When he returns to his apartment, Fuka-Eri is gone.

Book 3, Chapters 1-12 Analysis

Joining Aomame and Tengo, Ushikawa becomes a perspective character in Book 3. At first glance, it is an interesting decision; of all the supporting characters in the first two books, Ushikawa does not particularly stand out as an individual whose head readers are eager to enter. Yet perhaps this is the point, as Murakami shows that as much as 1Q84 is fundamentally about Aomame and Tengo’s love, each character is the star of their own story.

Moreover, it quickly becomes clear that Ushikawa, despite his shady associations and off-putting countenance, has much in common with Aomame and Tengo. Like them, he is a lonely individual who copes through routine and self-discipline. Moreover, he takes great pride in his work as do Aomame and Tengo—and with good reason: It takes him very little time to unravel the basic threads of the conspiracy against Leader, even if he is still unsure of Aomame’s location. However, this pride is his work will ultimately be his undoing, as shown near the end of the book.

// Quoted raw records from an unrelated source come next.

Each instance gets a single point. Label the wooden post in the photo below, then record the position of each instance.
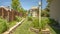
(2, 13)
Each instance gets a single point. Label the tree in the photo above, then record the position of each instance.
(16, 5)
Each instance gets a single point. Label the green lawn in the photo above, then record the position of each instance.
(24, 28)
(54, 30)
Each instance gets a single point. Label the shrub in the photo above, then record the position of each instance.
(29, 18)
(18, 18)
(3, 25)
(35, 23)
(44, 21)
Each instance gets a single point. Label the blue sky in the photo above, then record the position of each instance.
(26, 4)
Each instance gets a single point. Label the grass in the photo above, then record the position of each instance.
(54, 30)
(24, 28)
(12, 23)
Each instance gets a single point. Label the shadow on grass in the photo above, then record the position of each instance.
(55, 29)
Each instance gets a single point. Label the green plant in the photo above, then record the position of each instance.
(3, 25)
(44, 21)
(35, 23)
(18, 18)
(29, 18)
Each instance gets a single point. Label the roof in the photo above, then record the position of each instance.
(6, 8)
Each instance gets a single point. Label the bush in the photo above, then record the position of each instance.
(3, 25)
(35, 23)
(18, 18)
(29, 18)
(44, 21)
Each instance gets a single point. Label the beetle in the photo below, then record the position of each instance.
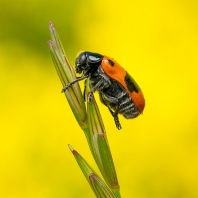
(117, 89)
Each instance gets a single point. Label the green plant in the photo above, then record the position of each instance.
(90, 121)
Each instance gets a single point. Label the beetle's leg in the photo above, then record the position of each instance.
(115, 113)
(73, 82)
(95, 88)
(115, 116)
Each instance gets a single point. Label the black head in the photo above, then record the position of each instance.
(81, 62)
(87, 62)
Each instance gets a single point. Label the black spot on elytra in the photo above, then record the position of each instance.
(130, 84)
(111, 62)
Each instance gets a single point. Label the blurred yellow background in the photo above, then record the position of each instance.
(156, 155)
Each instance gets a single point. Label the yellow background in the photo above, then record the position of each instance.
(156, 155)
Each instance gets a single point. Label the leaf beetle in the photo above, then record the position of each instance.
(117, 89)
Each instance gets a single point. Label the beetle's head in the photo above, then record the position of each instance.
(81, 63)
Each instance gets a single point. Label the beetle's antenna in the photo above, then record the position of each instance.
(73, 82)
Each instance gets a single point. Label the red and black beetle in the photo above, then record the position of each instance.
(117, 89)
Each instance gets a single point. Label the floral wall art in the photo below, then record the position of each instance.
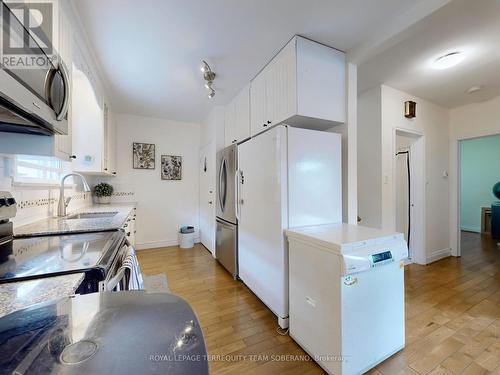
(171, 167)
(143, 155)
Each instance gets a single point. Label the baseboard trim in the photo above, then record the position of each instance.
(439, 254)
(156, 244)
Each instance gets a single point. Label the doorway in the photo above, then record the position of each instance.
(409, 192)
(207, 196)
(478, 163)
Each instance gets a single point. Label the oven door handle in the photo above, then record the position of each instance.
(114, 281)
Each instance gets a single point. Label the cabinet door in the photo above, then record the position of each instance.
(242, 112)
(105, 151)
(229, 124)
(258, 104)
(111, 142)
(63, 143)
(282, 84)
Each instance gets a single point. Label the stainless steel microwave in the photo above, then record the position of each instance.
(34, 100)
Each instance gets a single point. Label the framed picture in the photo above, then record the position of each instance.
(143, 155)
(171, 167)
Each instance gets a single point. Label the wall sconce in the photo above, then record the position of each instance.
(208, 76)
(410, 109)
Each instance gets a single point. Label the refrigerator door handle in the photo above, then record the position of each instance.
(222, 185)
(237, 191)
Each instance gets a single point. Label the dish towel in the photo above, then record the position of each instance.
(128, 276)
(133, 275)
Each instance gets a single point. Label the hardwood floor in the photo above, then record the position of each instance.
(452, 315)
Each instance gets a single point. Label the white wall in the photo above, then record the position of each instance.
(432, 123)
(370, 158)
(162, 206)
(470, 121)
(212, 129)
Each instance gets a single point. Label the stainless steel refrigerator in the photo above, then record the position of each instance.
(226, 238)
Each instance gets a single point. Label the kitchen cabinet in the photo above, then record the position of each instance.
(237, 118)
(303, 85)
(130, 227)
(63, 144)
(229, 123)
(109, 143)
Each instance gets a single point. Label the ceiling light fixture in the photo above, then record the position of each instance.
(208, 76)
(448, 60)
(474, 89)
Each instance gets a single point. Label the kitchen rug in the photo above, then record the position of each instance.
(156, 283)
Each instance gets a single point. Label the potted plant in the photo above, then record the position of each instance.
(103, 192)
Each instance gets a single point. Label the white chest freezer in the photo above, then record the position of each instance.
(347, 295)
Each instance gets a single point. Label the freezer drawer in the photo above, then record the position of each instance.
(226, 246)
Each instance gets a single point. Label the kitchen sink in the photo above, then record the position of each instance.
(91, 215)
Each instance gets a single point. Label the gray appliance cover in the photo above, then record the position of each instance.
(130, 332)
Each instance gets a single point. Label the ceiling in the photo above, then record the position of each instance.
(471, 27)
(150, 51)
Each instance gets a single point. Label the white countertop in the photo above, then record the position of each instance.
(62, 225)
(336, 237)
(22, 294)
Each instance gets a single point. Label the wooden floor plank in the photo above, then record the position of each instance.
(452, 315)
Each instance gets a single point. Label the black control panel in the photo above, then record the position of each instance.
(381, 258)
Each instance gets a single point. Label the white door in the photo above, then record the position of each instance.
(207, 196)
(262, 259)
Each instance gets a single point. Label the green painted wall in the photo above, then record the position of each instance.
(479, 171)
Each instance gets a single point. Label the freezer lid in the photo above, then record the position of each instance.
(104, 333)
(342, 238)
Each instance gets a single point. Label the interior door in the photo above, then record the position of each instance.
(262, 259)
(207, 196)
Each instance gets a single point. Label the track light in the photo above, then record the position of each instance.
(208, 76)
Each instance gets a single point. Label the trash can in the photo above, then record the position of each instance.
(186, 237)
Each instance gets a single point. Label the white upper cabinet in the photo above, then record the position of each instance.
(304, 86)
(229, 123)
(237, 118)
(63, 146)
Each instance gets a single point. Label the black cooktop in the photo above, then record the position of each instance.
(127, 332)
(35, 257)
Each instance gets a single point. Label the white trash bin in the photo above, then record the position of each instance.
(186, 240)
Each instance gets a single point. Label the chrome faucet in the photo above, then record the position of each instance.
(63, 202)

Meanwhile, Aomame and Tengo both fall into strict yet comfortable routines as they wait for one another to return. In Aomame’s case, she spends hours every night on the balcony hoping for a glimpse of Tengo atop the slide. Tengo waits in his father’s room hoping that the air chrysalis with Aomame inside will reappear. This shows some evidence of personal improvement; while in the past Aomame and Tengo were satisfied knowing they feel love for one another, now they possess real hope in seeing each other again. Aomame gives voice to this improvement in her emotional condition, thinking to herself, “Living—not dying—means the possibility of seeing Tengo again. I want to live. [...] Had she ever experienced that feeling before in her life” (610).

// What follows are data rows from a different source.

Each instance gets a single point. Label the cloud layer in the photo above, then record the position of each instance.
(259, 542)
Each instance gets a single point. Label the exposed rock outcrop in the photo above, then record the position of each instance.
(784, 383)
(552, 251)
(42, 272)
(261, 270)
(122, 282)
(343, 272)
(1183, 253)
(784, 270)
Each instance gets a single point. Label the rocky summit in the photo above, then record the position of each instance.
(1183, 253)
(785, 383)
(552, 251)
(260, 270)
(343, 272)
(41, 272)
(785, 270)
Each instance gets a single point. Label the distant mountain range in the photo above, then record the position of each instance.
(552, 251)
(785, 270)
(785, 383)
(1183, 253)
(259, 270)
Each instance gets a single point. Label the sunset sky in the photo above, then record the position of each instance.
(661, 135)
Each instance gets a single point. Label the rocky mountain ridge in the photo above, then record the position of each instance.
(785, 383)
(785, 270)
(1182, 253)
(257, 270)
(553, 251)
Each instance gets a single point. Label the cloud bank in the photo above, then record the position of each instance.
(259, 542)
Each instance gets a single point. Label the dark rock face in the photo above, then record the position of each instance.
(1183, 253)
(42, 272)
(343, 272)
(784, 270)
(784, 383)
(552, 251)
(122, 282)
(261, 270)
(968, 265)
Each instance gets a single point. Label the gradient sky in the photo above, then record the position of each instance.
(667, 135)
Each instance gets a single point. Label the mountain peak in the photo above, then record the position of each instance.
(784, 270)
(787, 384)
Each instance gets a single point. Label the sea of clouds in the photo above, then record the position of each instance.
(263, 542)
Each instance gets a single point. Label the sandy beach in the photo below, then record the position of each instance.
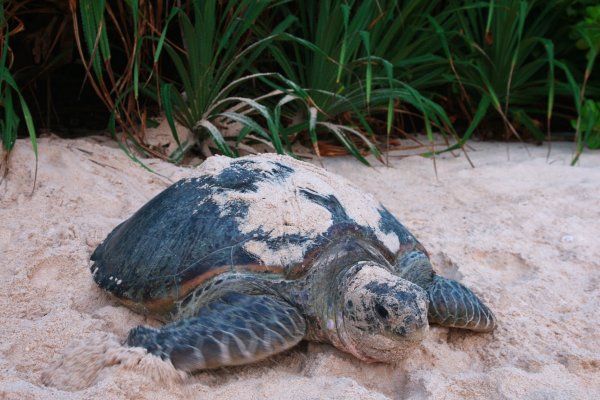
(522, 230)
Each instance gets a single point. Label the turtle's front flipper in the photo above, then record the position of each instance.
(235, 329)
(452, 304)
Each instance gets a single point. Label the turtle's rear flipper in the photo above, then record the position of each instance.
(452, 304)
(235, 329)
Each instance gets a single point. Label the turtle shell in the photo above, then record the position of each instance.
(262, 214)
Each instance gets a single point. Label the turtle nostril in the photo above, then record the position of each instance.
(382, 311)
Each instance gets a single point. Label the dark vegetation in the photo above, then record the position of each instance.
(336, 76)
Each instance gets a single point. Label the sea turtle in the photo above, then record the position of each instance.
(252, 255)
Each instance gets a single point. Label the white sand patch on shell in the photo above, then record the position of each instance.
(279, 207)
(522, 232)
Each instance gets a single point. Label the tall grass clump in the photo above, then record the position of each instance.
(342, 81)
(11, 99)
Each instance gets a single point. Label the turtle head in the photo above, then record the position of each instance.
(379, 315)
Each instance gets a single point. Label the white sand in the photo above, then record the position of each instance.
(524, 233)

Even still, the two are stuck in stasis, merely waiting for something to happen that will bring them together, rather than taking active steps to seek each other out. Again, this is an improvement over the resigned loneliness of their past 20 years—particularly for Aomame, who was on the brink of suicide. Yet neither individual will find the other unless they move forward, a conclusion Tengo reaches with the help of Nurse Adachi and a hit of hashish. She likens the experience to being a dohta inside an air chrysalis, and so it is telling that when Tengo smokes hashish, he hallucinates himself being back in the classroom with Aomame at ten years old. Given that he last saw Aomame as a ten-year-old dohta inside an air chrysalis, Murakami conveys that adult Aomame and Tengo are mazas, and their ten-year-old selves are their dohtas. Having lost touch with their respective inner children—or, in the parlance of Air Chrysalis, the “shadow of the maza’s heart and mind” (539)—the only way to retrieve what is lost and escape loneliness is to find one another.

To do that, however, Tengo must leave Chikura—or, what he and Fuka-Eri call “the cat town,” another word for 1Q84. Adachi emphasizes the urgency of this when she tells him, “When morning comes you will be leaving here, Tengo. Before the exit is blocked” (692). People may come to 1Q84/the cat town to find a way to assuage their long-neglected loneliness, but that is only half the equation. They must also find a way to leave, or else their hopes of overcoming loneliness will curdle as they sit waiting passively for something to happen.

Finally, Book 3 introduces a nameless NHK fee collector who harasses both Aomame and Fuka-Eri. It is no stretch of the imagination to conclude that the collector is a projection of Tengo’s father’s consciousness. It is even possible that he willed himself into a coma just so he could astral-project himself back to Tokyo and do what he loves best: haranguing people into paying NHK fees. This only adds to the immense tragedy of Tengo’s father’s life: Born desperately poor in Manchuria, his father applied all his skills and what little resources he had to serve the growing needs of capitalism in the last half of the century in Japan. Doing so alienated his son and likely his wife, too. Even in old age—even in a coma—he can find no rest and no satisfaction, compelled by a quest for affirmation from superiors who are likely long retired or dead.